Only have a few rules and repeat them often!

Seth and I don’t have a lot of rules for our kids. We have expectations such as you must do your homework every day and you need to study well for tests. We have rules like you need to be kind and respectful to people out in the community. These are a given. Enforcing rules like you can’t drive after 9 pm has not been easy. Thankfully on Friday we can relax with this. If you make your child take driver’s ed, you don’t have to wait until 18 for certain rules. Seth and I did not pick the battle of making Max take driver’s ed. We have a few rules, and we have to be consistent and enforce them regularly or Max will push the boundaries of whatever it is. Our advice to you and ourselves is: have few rules. Repeat them often. Be consistent and follow through with the few meaningful rules that you have. Pick your battles! Safety is a battle we tend to pick.

Just listen!

Seth and I will tell parents this advice a lot. Max wants to vent and talk. He doesn’t tend to want us to dive in and fix his problems. One of the best things we can do is listen and help them figure out what they think. What do they think they should do? I just read that as a therapist we should listen and help our clients to figure out what their gut is telling them. That is similar to parenting. We also teach them how to problem solve if we listen and ask questions rather than telling them what to do. We may know exactly what we want them to do in a situation, but we need to bite our tongue and listen. They will get there.

Be flexible – change is good!

Whether we are talking about switching sports, switching his college focus or adding a new hobby, Max has taught us to be flexible. He may change his mind. Changes are not a bad thing. All Max did was talk about MIT for most of his high school years. As Max did more research about colleges, he found other schools that he likes even better. I also realize that he may change his mind tomorrow and that is okay!

Be his supportive cheerleader!

When we asked Max what we have done right as parents – he told us we are his biggest cheerleaders. We are always there for him. We were at all of his soccer games, football games, and ceremonies. We are always in the audience rooting him on and we do that at home too. We are his supportive cheerleaders, and he really appreciates it. The more we cheer him on the higher he climbs. Who knew that being a high school cheerleader was going to serve me so well as a parent!

Max has taught me so many things!

Be persistent and consistent! Hard work pays off. He has shown me the results!

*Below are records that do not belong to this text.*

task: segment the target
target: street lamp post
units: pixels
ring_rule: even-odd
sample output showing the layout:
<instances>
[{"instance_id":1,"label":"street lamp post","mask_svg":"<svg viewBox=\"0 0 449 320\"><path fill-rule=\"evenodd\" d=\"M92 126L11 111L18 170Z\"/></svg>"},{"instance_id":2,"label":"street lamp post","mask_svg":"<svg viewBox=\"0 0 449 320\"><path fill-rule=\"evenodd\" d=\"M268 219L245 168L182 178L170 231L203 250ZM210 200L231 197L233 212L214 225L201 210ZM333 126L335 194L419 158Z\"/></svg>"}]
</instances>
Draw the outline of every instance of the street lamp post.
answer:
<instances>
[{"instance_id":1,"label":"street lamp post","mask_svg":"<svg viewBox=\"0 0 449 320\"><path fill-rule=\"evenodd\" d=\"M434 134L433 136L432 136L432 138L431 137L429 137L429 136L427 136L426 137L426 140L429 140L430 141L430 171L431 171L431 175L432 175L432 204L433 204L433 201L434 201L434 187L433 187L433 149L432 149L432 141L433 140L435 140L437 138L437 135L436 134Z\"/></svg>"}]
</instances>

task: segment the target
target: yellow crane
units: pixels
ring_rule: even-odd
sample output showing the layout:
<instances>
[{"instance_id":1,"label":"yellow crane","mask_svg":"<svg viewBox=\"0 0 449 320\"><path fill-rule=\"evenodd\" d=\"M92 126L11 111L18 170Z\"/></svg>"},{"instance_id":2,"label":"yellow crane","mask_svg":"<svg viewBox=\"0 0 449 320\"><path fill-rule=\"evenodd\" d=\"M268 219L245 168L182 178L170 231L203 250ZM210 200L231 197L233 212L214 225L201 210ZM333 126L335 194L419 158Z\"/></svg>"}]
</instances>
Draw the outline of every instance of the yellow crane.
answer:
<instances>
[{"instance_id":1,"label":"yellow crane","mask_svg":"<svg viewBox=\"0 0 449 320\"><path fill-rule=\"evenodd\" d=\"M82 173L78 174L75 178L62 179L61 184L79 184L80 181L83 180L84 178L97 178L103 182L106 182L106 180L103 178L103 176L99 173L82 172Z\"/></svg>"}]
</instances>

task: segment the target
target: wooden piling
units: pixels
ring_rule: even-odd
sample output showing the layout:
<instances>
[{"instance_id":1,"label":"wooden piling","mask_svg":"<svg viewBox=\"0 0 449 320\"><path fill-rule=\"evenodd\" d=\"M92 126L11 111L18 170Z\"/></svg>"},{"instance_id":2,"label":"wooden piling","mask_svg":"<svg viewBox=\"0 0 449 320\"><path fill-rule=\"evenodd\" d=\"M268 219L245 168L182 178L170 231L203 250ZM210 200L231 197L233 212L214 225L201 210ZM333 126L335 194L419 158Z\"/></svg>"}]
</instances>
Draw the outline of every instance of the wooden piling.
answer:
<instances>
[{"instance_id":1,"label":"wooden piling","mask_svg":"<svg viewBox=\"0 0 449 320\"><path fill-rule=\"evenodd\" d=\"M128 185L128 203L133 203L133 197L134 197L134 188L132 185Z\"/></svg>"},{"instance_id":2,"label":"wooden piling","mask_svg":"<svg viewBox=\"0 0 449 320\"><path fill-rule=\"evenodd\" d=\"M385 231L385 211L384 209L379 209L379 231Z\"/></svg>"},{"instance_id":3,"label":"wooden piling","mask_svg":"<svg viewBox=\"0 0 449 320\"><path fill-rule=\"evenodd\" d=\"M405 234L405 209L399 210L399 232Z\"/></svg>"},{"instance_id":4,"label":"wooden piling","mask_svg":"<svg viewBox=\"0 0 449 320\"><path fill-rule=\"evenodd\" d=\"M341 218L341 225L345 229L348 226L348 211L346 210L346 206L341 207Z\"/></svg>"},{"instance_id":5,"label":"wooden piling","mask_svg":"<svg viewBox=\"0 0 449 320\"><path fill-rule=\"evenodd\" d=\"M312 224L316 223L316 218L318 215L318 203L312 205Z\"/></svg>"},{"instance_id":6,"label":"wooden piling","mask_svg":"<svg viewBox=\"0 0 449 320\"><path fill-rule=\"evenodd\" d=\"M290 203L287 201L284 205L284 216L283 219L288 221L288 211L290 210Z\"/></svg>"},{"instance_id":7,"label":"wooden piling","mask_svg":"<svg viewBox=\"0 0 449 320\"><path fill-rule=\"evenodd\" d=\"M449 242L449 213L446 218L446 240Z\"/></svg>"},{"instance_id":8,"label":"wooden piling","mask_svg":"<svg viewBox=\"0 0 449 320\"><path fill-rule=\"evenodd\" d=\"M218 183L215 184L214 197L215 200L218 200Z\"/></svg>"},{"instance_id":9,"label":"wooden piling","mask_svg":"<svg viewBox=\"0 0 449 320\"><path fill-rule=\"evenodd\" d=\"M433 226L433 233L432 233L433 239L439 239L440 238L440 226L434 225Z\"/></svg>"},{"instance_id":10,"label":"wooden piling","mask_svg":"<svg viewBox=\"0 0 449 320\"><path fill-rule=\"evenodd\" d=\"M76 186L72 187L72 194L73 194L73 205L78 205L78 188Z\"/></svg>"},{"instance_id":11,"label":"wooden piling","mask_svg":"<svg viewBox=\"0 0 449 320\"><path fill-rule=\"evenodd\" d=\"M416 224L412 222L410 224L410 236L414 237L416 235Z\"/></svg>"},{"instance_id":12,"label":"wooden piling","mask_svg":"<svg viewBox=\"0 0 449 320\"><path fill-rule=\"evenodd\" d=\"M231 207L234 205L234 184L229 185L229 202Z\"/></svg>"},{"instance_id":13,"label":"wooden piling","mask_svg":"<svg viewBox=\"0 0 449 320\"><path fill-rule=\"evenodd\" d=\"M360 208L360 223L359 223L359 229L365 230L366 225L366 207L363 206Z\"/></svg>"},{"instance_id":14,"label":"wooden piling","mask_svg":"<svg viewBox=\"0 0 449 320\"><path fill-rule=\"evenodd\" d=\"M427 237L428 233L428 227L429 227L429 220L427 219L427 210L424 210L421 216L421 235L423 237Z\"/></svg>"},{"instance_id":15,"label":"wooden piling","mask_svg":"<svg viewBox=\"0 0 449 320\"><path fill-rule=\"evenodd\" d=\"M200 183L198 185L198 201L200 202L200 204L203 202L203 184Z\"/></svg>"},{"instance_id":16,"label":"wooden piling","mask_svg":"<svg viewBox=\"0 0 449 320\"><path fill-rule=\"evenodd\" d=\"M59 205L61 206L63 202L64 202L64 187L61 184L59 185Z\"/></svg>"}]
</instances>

Don’t underestimate Max, myself or my other two kids either!

Keep learning to let go!

When he’s ready he will talk. This goes for most people!

Pick your battles and have a few important rules that we repeat often and enforce.

Be a good listener and be flexible! Go with the flow and the changes of my children!

Be supportive and a big cheerleader to Max and our other kids. Seth has told me that is what he needs from me too. Like father like son.

I will keep learning from Max. I will keep watching him learn, grow and soar. I can’t wait to cheerlead for him in his next phase of life. I am very excited to see what Max does in this world. He has great ideas, and I truly believe he will be making a difference. I told him that G-d gave him his amazing brain to go do something with it!